Each treatment option has distinct advantages and disadvantages. OTC antacids (eg, Maalox, Mylanta, Titralac, Tums, Rolaids) are effective for heartburn because they neutralize gastric acidity with a rapid onset of action and are an inexpensive treatment option. However, because most antacids contain magnesium, aluminum or calcium, drug interactions are common and include, but are not limited to phenytoin, valproic acid, flouroquinolones, tetracycline, ferrous sulfate, and ketoconazole and itraconazole. Additionally, due to their short duration of action, antacids must be dosed frequently throughout the day for symptom control.

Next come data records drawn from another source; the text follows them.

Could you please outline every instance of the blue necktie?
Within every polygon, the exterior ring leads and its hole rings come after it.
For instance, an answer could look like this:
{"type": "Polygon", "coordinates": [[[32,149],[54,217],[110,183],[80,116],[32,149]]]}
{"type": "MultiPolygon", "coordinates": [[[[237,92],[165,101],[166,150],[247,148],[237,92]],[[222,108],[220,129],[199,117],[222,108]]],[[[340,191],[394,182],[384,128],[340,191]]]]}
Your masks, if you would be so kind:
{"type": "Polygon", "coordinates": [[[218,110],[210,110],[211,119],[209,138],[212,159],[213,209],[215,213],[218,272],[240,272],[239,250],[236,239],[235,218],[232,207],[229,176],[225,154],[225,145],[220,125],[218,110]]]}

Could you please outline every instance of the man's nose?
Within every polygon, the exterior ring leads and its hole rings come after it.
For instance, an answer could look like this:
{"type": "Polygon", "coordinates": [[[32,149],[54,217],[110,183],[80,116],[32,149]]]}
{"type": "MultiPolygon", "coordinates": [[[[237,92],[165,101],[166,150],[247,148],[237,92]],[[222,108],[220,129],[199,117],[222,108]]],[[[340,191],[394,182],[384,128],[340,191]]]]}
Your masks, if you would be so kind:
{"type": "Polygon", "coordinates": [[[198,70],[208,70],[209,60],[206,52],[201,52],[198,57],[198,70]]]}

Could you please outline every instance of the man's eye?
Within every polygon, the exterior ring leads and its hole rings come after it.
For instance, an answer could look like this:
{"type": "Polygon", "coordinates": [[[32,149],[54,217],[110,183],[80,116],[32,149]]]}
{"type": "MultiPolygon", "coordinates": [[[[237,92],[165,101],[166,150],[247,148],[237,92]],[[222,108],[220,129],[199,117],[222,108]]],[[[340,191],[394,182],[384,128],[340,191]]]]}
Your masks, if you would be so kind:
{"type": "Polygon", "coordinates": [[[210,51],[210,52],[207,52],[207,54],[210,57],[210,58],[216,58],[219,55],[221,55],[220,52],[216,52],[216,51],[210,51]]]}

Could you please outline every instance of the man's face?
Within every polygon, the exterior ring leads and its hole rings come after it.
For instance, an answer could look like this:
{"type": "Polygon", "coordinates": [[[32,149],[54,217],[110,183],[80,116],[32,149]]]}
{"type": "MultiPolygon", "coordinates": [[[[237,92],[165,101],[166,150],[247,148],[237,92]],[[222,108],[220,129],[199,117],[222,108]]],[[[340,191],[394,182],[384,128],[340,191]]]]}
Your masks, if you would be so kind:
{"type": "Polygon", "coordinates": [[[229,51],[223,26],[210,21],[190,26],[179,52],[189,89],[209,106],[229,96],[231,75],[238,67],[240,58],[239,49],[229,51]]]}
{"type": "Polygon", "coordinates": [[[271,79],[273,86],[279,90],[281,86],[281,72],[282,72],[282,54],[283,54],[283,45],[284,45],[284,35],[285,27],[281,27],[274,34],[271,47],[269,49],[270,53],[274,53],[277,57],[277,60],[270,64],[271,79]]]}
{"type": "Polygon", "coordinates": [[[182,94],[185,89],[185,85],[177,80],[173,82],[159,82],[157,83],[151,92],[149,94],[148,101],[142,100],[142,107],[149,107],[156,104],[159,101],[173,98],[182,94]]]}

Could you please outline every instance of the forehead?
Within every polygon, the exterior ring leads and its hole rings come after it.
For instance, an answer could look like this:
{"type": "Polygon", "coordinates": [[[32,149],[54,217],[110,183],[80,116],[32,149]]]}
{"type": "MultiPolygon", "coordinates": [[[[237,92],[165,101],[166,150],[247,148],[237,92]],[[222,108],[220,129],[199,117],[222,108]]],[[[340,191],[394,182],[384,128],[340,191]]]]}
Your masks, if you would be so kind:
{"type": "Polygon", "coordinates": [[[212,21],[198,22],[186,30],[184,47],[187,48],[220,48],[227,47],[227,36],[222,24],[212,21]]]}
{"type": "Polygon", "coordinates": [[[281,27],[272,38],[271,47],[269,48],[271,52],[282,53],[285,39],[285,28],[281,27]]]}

Antacid/alginate combinations (Gaviscon) have a rapid onset of action but are hampered by short duration and a lack of effect on acid secretion. These products provide more of a protective barrier to prevent refluxed contents from irritating the esophagus versus neutralizing acidity or reducing gastric acidity.
H2RAs [famotidine 10 mg (Pepcid AC), ranitidine 75 mg (Zantac 75), nizatidine 75 mg (Axid 75), cimetidine 200 mg (Tagamet HB)] on the other hand, have a slower onset of action compared to antacids and thus are less useful for treating acute episodes of heartburn. However, H2RAs have a significantly longer duration of effect and are able to provide excellent nocturnal acid control. The OTC H2RAs are easy to use prophylactically, as they can be taken before a meal. Some H2RAs have the potential to cause drug interactions; particularly with those medications whose absorption is gastric pH-dependent. Metabolic inhibition with cimetidine is dose-related, especially at doses above 400 mg daily. Interactions with propranolol, warfarin, theophylline, phenytoin, carbamazepine, and verapamil are the most noteworthy. Increased or decreased prothrombin times have been reported during concurrent use of ranitidine and warfarin.6 No drug interactions have been identified with famotidine.7
The combination of H2RA (famotidine 10 mg) and calcium carbonate 800 mg/magnesium hydroxide 165 mg (Pepcid Complete) offers the dual benefits of rapid acid neutralization and long-term protection, that is, control of acid for up to 12 hours. In Dr. Horn's opinion, "It makes perfect sense from a pharmacologic basis to put these modalities together."
Dr. Fendrick agreed. "The double effect of the combination of famotidine/calcium carbonate/magnesium hydroxide is quick action with a longer lasting effect than antacids alone. Since the combination is only pennies more than famotidine alone, you might as well recommend the combination," said Dr. Fendrick.
A four-way crossover study of 20 healthy adults compared famotidine/calcium carbonate/magnesium hydroxide, ranitidine 75 mg (Zantac 75), calcium carbonate 1000 mg (Tums), and placebo.8 The combination of famotidine/calcium carbonate/magnesium hydroxide demonstrated an effect on gastric acid secretion that was as rapid as for calcium carbonate and whose duration of effect on gastric acid secretion that was similar to ranitidine, reported Dr. Horn.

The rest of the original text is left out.